The CEQA Guidelines include a series of “categorical exemptions” that exempt projects from CEQA review if they fall within one or more prescribed project categories, but only as long as certain exceptions do not apply.
The California Supreme Court’s decision, Berkeley Hillside Preservation et al. v. City of Berkeley et al., revolves almost entirely around how to parse the language of one of these exceptions: the “unusual circumstances” exception of CEQA Guideline 15300.2(c), which provides, “A categorical exemption shall not be used for any activity where there is a reasonable possibility that the activity will have a significant effect on the environment due to unusual circumstances.”
The Court of Appeal read the unusual circumstances exception to mean any project is “unusual” and triggers the exception if it may have a significant effect on the environment. The court also held that the phrase “reasonable possibility” meant the exception would apply if substantial evidence supported a fair argument that the project would result in a significant effect. Under this standard (which is the same for determining whether an EIR should be prepared), an opponent would succeed if it could point to well-founded evidence supporting a reasonable claim of a potential significant impact, regardless of the substantial evidence and arguments supplied by the decision-making agency.
The California Supreme Court’s majority opinion reversed the Court of Appeal, noting that it had essentially read the “unusual circumstances” clause out of the exception. According to the majority, such a reading would effectively render categorical exemptions useless; categorical exemptions exist precisely to resolve “fair arguments” as to the possible effects of certain projects, not to perpetuate them.
The majority’s different reading of the unusual circumstances exception resulted in a novel, two-part test for determining its application.
First, the agency must find as a factual matter whether unusual circumstances exist. That determination is subject to the deferential substantial evidence standard of review (the same standard for determining whether an EIR’s conclusions are correct): in effect, any substantial evidence in support of the agency’s determination controls over opposing arguments. In reaching this result, the Court also held that local agencies have discretion to consider conditions in the vicinity of a project as opposed to comparing the proposed activity against only the “typical”, archetypal project represented in the categorical exemption itself.
Second, if unusual circumstances do exist, the agency must determine whether they give rise to a reasonable possibility of causing a significant effect on the environment. This second determination is subject to the less deferential fair argument standard of review mentioned above: the exception would apply to invalidate use of the categorical exemption if substantial evidence supported a fair argument that the unusual circumstances would cause a significant impact, regardless of agency arguments to the contrary. The Court also held that a finding of potential impacts “must be based on the proposed project as it is actually approved and may not be based on unapproved activities that opponents assert will be necessary because the project, as approved, cannot be built.”
In light of its holding, the majority remanded the case back to the Court of Appeal to determine whether the categorical exemptions applied by the City of Berkeley survive the unusual circumstances exception under the new test.
A concurring opinion agreed (in a single paragraph) that significance determinations must be based on projects as they are actually approved.
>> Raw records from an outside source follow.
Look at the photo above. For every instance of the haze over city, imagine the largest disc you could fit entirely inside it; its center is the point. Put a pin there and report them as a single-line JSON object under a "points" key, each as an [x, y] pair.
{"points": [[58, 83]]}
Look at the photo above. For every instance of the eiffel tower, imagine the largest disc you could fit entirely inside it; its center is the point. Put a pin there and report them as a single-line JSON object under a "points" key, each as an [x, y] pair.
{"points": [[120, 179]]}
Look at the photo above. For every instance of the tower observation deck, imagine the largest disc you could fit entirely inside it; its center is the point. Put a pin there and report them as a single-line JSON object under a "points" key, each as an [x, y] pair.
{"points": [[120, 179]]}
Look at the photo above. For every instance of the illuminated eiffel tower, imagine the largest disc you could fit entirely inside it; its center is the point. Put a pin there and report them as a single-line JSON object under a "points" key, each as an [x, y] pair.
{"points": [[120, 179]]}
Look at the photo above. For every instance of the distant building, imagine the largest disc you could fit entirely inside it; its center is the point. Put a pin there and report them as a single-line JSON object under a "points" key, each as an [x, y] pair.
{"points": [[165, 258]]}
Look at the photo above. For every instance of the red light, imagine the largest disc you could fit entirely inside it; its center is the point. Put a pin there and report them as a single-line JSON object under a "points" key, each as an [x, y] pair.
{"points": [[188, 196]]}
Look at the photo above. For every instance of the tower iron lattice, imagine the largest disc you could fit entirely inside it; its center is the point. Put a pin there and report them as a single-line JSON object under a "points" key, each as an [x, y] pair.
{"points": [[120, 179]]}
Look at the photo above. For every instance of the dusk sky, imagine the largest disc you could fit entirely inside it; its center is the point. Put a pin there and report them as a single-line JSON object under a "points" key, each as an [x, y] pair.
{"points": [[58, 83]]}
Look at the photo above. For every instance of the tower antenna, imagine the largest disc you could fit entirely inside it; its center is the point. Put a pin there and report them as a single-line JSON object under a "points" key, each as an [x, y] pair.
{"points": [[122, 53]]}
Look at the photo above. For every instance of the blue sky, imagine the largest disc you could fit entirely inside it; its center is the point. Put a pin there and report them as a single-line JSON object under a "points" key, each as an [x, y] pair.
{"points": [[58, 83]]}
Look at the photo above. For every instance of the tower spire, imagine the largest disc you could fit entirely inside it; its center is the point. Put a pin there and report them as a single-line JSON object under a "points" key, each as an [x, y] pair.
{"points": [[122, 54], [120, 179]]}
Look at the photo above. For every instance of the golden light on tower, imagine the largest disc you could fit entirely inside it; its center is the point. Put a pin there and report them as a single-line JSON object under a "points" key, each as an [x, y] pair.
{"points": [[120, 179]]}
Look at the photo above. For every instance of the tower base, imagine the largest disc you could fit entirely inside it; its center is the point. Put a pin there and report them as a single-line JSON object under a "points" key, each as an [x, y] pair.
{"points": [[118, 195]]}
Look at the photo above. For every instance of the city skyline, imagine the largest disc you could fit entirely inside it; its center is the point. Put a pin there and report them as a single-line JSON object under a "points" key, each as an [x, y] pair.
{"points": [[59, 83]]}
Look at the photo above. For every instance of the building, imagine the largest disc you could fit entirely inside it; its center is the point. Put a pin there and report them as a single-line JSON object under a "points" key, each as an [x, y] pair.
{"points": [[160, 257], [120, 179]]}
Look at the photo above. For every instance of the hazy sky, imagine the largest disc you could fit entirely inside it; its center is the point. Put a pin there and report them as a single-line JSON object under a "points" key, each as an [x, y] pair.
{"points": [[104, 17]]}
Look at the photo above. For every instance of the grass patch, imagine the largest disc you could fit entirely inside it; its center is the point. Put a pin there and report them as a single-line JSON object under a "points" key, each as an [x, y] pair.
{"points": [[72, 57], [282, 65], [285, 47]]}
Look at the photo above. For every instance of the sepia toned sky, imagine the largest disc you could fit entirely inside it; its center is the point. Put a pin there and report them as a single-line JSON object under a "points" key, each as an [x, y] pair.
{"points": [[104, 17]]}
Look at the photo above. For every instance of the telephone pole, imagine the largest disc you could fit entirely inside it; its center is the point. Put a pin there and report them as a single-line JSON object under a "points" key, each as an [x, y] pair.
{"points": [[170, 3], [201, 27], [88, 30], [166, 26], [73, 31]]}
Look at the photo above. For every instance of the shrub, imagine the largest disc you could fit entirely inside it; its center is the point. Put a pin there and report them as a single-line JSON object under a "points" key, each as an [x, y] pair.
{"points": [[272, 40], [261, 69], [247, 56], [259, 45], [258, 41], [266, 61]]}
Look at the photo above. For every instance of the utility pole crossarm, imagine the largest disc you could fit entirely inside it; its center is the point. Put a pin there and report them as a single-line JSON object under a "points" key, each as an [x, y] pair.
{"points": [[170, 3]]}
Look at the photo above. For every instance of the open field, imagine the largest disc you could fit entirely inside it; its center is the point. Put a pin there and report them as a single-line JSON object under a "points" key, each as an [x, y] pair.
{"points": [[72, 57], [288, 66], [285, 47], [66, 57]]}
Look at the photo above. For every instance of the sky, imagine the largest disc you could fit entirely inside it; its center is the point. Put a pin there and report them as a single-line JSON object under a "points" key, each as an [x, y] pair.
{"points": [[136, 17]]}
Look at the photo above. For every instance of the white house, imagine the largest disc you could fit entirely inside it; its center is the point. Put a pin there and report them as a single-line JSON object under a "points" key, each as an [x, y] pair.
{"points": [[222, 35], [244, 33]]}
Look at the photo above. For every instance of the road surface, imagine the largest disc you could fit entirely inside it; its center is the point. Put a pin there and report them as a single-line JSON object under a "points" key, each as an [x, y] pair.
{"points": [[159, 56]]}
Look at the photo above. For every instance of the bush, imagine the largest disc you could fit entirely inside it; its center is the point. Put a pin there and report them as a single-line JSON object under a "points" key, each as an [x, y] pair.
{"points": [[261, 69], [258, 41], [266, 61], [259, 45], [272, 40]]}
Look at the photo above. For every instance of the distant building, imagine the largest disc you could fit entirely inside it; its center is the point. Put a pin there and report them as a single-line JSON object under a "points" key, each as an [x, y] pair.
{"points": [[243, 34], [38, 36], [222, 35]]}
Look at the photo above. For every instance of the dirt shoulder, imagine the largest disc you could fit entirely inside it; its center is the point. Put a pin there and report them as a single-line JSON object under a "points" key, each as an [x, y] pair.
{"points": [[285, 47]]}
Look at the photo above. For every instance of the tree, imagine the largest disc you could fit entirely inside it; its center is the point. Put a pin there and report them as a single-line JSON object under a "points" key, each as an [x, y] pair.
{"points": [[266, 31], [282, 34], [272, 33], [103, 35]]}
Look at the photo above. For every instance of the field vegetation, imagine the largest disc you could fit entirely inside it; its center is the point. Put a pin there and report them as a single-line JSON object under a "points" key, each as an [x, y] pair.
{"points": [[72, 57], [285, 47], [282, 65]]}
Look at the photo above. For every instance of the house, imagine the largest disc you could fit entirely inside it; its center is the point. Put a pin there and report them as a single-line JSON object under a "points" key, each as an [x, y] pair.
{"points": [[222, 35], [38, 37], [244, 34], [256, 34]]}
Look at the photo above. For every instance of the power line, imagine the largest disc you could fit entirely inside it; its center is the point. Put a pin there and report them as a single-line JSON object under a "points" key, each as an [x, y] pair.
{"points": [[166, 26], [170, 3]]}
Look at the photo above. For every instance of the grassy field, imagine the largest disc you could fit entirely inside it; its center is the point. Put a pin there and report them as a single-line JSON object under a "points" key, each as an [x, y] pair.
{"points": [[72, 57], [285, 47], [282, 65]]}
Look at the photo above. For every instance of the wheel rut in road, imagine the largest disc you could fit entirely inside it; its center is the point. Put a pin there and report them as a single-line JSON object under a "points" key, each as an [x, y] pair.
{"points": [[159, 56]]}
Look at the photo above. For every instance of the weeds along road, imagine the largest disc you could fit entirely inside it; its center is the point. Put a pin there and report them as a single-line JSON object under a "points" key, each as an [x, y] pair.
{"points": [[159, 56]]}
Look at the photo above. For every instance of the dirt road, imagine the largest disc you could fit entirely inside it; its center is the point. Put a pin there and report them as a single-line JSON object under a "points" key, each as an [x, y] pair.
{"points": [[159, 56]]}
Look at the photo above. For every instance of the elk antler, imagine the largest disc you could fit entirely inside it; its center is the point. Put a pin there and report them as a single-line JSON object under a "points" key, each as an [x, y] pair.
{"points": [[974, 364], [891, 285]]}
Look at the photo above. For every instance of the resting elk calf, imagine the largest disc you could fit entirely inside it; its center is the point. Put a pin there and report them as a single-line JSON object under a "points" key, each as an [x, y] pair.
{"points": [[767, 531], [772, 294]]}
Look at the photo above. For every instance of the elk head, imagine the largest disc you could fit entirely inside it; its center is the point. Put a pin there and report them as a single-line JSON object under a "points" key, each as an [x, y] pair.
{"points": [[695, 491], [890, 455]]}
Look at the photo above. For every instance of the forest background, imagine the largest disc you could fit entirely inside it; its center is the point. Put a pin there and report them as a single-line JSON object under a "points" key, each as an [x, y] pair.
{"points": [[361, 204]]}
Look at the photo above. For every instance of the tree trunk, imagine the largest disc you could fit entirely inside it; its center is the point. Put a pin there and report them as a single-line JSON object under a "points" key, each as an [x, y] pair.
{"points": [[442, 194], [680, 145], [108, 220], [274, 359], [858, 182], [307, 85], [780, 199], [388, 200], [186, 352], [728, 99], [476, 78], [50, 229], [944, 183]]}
It then proceeded to explain for another seventeen pages why it disagreed with the rest of the majority opinion. The concurrence read the unusual circumstances exception in a more nuanced, but fundamentally similar, vein as the Court of Appeal.
On its face, at least, the majority’s two-part test appears to take a middle-of-the-road approach by requiring review of the unusual circumstances exception under both the deferential substantial evidence test and the less deferential fair argument test. However, in practice, the high degree of deference afforded to the agency’s initial determination of unusual circumstances will ultimately favor agencies’ assessments of the exception over those of project opponents.